'We can't provide best care for our refugees' - Roscommon GP warns
Ballaghaderreen GP warns he could not cope with 200 patients from Syria
Syrian refugees bound for the Co Roscommon town of Ballaghaderreen may be unable to access medical treatment because local services are already under massive strain.
Local GP Dr Martin Garvey, one of just two GPs in the town, told The Sunday Independent that while he welcomed the refugees to the town, he could not begin to address their needs, and he had not received any instruction from the Health Service Executive (HSE) on how to manage their healthcare.
"At the moment I'm working a 50-60 hour week, depending on when I'm on-call. I'm struggling to provide care to my patients. With an aging population, the Under Six contract and the flu epidemic, I'm especially busy right now."
Dr Garvey said that the town as a whole would welcome the refugees and that Ballaghaderreen had a history of migration to the town, due to the meat factory which had brought in people of Pakistani origin and more recently, the settlement of eastern Europeans. But he said that local medical services will be swamped.
"We are expecting 80 women and children initially and up to 120 more people after that. Coming from a war zone, these people will need extra medical care, including psychological care, and yet no-one from the HSE has been in contact with me to explain how local services can possibly cope with this extra workload," he said.
Additional problems for local medics is that most of these refugees will have little or no English and may also have complex medical needs due to the fact that they will not have been able to access full medical services for months or even years.
Dr Garvey said that he was under an obligation to provide services to the whole community, but that his practice was already at breaking point.
"I have a part-time doctor helping me, but it is impossible to attract other doctors to rural general practices, given the current terms and conditions of the contract. It's simply not viable. And the result is that some patients will miss out on treatment.

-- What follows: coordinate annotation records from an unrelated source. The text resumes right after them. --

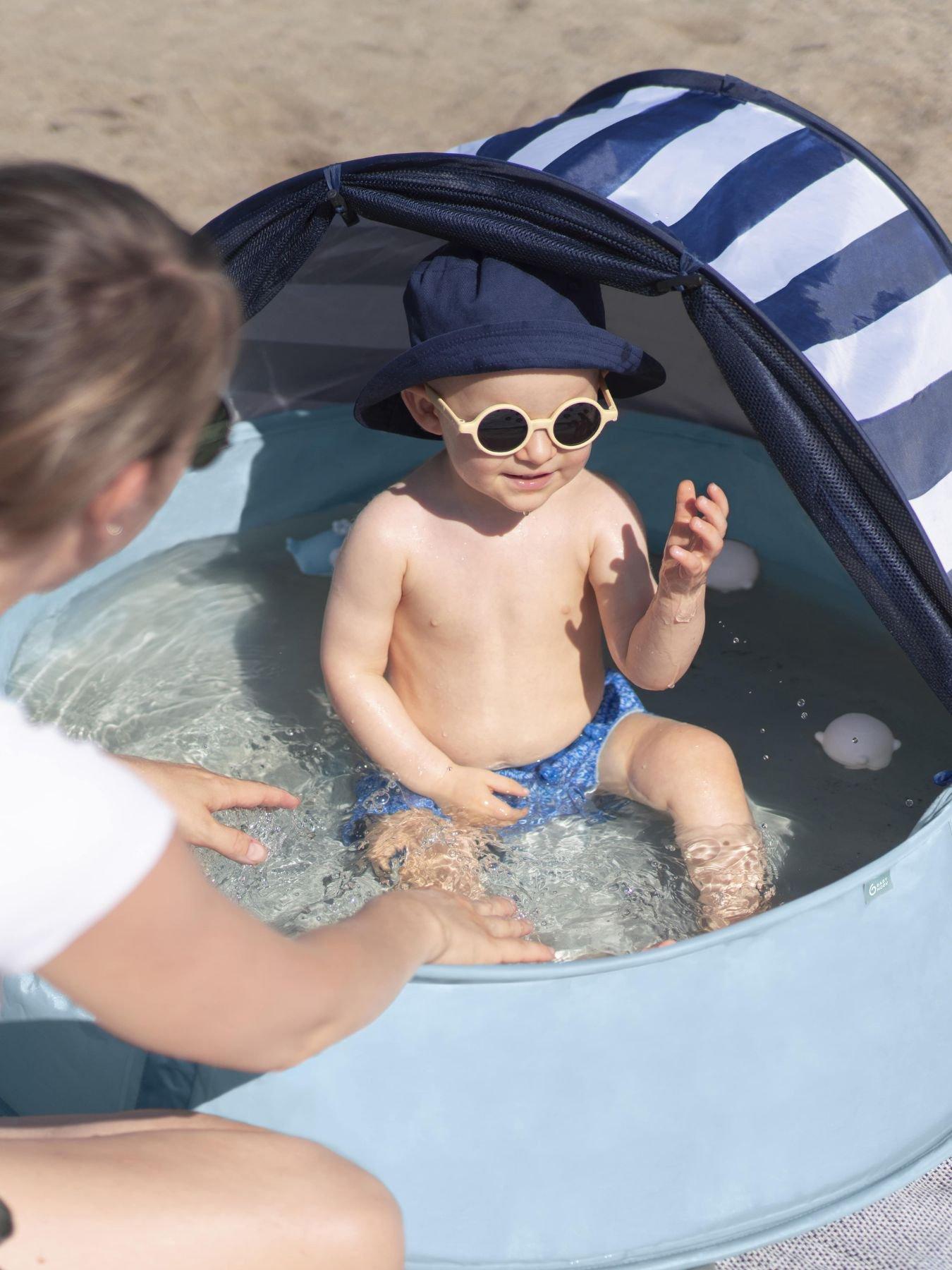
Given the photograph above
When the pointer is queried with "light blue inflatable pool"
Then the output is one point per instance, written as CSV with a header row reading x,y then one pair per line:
x,y
649,1111
668,1108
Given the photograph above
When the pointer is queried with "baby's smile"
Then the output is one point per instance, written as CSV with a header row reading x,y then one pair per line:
x,y
530,480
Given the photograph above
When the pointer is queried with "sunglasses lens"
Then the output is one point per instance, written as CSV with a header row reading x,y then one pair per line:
x,y
503,431
212,438
577,425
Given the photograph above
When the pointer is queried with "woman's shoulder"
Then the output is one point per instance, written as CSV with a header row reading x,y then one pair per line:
x,y
78,832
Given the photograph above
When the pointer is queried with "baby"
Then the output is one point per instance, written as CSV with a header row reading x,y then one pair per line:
x,y
463,635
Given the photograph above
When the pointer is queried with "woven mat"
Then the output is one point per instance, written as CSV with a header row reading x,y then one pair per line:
x,y
908,1231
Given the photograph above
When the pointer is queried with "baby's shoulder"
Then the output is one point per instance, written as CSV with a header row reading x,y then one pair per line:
x,y
606,500
393,516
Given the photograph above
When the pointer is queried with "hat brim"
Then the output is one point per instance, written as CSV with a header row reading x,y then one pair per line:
x,y
520,346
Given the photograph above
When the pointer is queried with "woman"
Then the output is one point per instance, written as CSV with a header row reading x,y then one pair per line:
x,y
116,334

"I'm in an intolerable position. I'm morally obliged to treat any patient who shows up at my door. I have no idea how I'm going to deal with this. My practice nurse and admin staff are already working flat out. I can't ask any more of them. I'm not sure how any one doctor can deal with this tsunami of work."
Dr Garvey said he had received no communication of any kind regarding the extra 200 patients being added to the town from either the HSE or the Department of Justice, and he worried about his ability to provide a proper GP service.